The University of Texas at Austin Ranks No. 1 as Source of New Fortune 1000 CEOs

AScribe Newswire
April 13, 2005 Wednesday

AUSTIN, Texas, April 13 [AScribe Newswire] -- The University of Texas at Austin tied with the University of Chicago as the number one source of Fortune 1000 CEOs hired in 2004-2005, according to a survey by USA Today and the public relations firm, Burson-Marsteller.

USA Today and Burson-Marsteller tracked the numbers, surveying the graduate and undergraduate alma maters of all CEOs hired at Fortune 1000 firms since Jan. 1, 2004. The results are summarized in an April 6 USA Today article, "Wanted: CEO, no Ivy required," which includes a chart of the new hires and their alma maters.

The University of Texas at Austin and the University of Chicago led the list, with four alumni each.

The article cited several studies showing that major corporations no longer turn to Ivy League schools as predominantly as they once did when shopping for CEOs.

A study by executive search firm Spencer Stuart showed that the percentage of CEOs at Fortune 500 firms who were educated at Ivy League schools declined from 16 percent in 1998 to 11 percent in 2004.

"Even the Harvard MBA shows signs of erosion," reported USA Today, noting a 5 percent drop in the number of large-company CEOs with Harvard Business School credentials from 1998-2004.

Newly hired CEOs who graduated from The University of Texas at Austin include Gary Kelly [Southwest Airlines], John Wilder [TXU Corp], Thomas Ryan [Service Corporation International] and Robert McGehee [Progress Energy]. Kelly, Wilder and Ryan graduated from the university's McCombs School of Business, which tied the University of Chicago's Graduate School of Business as the top business school source of CEO talent.
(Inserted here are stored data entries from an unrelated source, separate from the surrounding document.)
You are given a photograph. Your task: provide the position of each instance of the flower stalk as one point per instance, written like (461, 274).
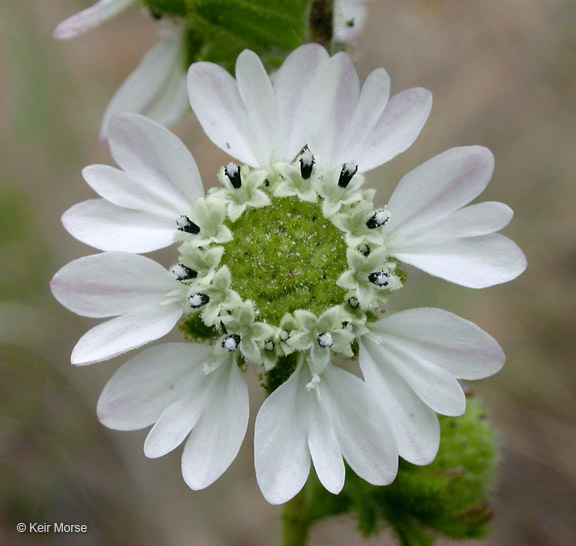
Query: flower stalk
(321, 22)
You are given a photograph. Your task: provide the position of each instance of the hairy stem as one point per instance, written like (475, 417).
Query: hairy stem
(322, 22)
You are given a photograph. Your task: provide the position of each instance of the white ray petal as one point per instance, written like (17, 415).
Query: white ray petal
(258, 97)
(444, 339)
(475, 262)
(147, 384)
(396, 130)
(437, 188)
(89, 18)
(124, 333)
(281, 454)
(361, 427)
(108, 227)
(293, 84)
(414, 424)
(112, 283)
(154, 156)
(215, 99)
(435, 386)
(332, 106)
(216, 439)
(323, 445)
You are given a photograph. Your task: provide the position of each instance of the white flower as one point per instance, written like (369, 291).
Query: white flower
(168, 386)
(339, 418)
(142, 203)
(254, 119)
(146, 300)
(157, 87)
(312, 99)
(411, 361)
(90, 18)
(430, 228)
(350, 123)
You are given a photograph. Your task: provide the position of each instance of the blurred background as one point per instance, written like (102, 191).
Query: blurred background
(503, 75)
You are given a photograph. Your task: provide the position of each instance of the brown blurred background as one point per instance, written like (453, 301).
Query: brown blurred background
(503, 75)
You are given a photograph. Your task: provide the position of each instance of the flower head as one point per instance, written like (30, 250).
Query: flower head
(285, 265)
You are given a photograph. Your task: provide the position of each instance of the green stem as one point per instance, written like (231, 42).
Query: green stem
(322, 22)
(295, 521)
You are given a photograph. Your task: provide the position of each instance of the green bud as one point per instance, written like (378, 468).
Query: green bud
(448, 497)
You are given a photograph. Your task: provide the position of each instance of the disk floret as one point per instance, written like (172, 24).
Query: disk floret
(286, 259)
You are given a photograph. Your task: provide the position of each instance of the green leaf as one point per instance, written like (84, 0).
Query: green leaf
(271, 28)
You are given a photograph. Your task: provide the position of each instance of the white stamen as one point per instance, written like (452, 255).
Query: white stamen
(325, 340)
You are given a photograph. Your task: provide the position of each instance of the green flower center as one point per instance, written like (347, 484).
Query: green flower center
(286, 257)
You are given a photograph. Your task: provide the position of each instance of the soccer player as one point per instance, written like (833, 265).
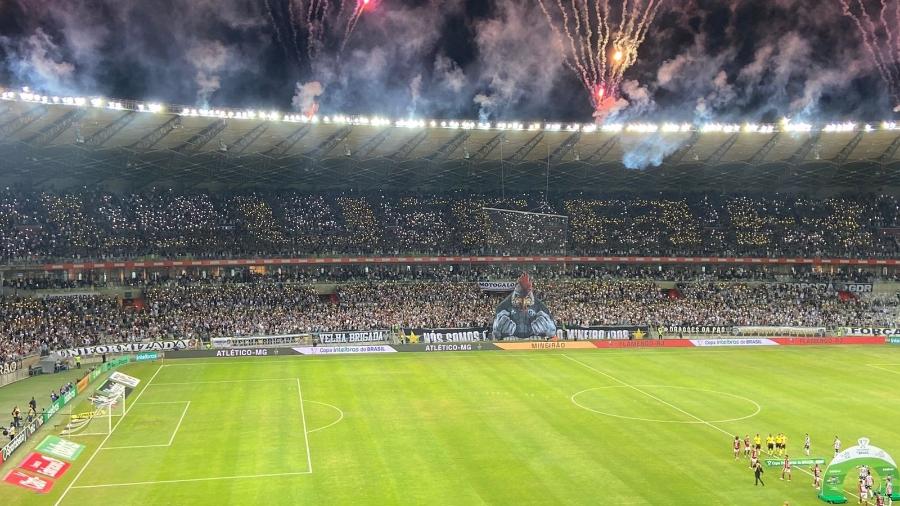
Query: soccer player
(757, 472)
(786, 468)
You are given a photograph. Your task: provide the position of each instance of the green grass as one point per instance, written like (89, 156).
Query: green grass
(481, 428)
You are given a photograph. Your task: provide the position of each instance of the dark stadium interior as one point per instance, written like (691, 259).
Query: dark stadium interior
(57, 147)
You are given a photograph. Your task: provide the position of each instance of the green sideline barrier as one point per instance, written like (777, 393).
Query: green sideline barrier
(30, 429)
(68, 396)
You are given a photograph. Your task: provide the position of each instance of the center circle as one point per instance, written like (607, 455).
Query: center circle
(588, 400)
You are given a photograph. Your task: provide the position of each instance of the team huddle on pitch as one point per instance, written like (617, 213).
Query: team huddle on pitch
(776, 446)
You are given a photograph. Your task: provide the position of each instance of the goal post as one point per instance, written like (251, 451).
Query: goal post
(99, 417)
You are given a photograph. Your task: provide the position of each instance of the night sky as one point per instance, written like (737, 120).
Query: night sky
(703, 60)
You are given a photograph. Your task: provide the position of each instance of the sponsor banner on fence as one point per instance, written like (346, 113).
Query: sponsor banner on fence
(42, 464)
(822, 341)
(497, 286)
(344, 350)
(771, 330)
(544, 345)
(367, 336)
(60, 448)
(231, 353)
(837, 286)
(618, 332)
(440, 347)
(869, 331)
(721, 330)
(733, 342)
(645, 343)
(83, 383)
(795, 462)
(124, 348)
(9, 367)
(33, 482)
(466, 335)
(20, 438)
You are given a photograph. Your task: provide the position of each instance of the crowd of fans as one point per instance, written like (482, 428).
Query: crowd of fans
(39, 226)
(50, 282)
(267, 307)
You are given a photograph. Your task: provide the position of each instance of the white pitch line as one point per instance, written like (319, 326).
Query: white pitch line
(305, 432)
(332, 406)
(723, 431)
(162, 402)
(188, 405)
(878, 366)
(116, 426)
(221, 381)
(189, 480)
(132, 447)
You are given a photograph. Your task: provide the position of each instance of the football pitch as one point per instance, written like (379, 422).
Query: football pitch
(552, 427)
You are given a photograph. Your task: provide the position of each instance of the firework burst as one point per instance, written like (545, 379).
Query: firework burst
(600, 42)
(878, 23)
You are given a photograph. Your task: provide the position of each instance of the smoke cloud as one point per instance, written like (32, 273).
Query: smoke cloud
(746, 60)
(305, 96)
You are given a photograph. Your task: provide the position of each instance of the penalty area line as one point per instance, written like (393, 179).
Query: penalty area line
(704, 422)
(189, 480)
(305, 431)
(113, 430)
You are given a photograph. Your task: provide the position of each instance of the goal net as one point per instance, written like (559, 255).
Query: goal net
(98, 417)
(512, 232)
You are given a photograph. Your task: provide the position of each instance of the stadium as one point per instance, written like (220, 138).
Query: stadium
(291, 304)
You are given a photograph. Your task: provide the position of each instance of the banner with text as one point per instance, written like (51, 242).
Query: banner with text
(693, 330)
(9, 367)
(868, 331)
(442, 347)
(343, 350)
(366, 336)
(466, 335)
(497, 286)
(124, 348)
(544, 345)
(836, 286)
(616, 332)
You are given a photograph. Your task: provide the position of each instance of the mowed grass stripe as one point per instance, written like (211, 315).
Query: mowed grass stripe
(495, 428)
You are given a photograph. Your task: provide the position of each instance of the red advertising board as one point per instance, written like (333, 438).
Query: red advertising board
(22, 479)
(644, 343)
(48, 466)
(819, 341)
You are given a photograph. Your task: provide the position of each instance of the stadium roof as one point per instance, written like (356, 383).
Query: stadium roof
(135, 146)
McGehee graduated from the University of Texas School of Law.

The results complement a study of Standard & Poor's [S&P] 500 firms conducted by Bloomberg News in July 2004. According to Bloomberg, CEOs are four times more likely to have earned their undergraduate degree from a publicly funded university than from an Ivy League school.

The University of Texas at Austin placed fifth in the Bloomberg survey. The McCombs School, with seven S&P 500 CEO alumni, ranked fifth among all business schools and first among public business schools.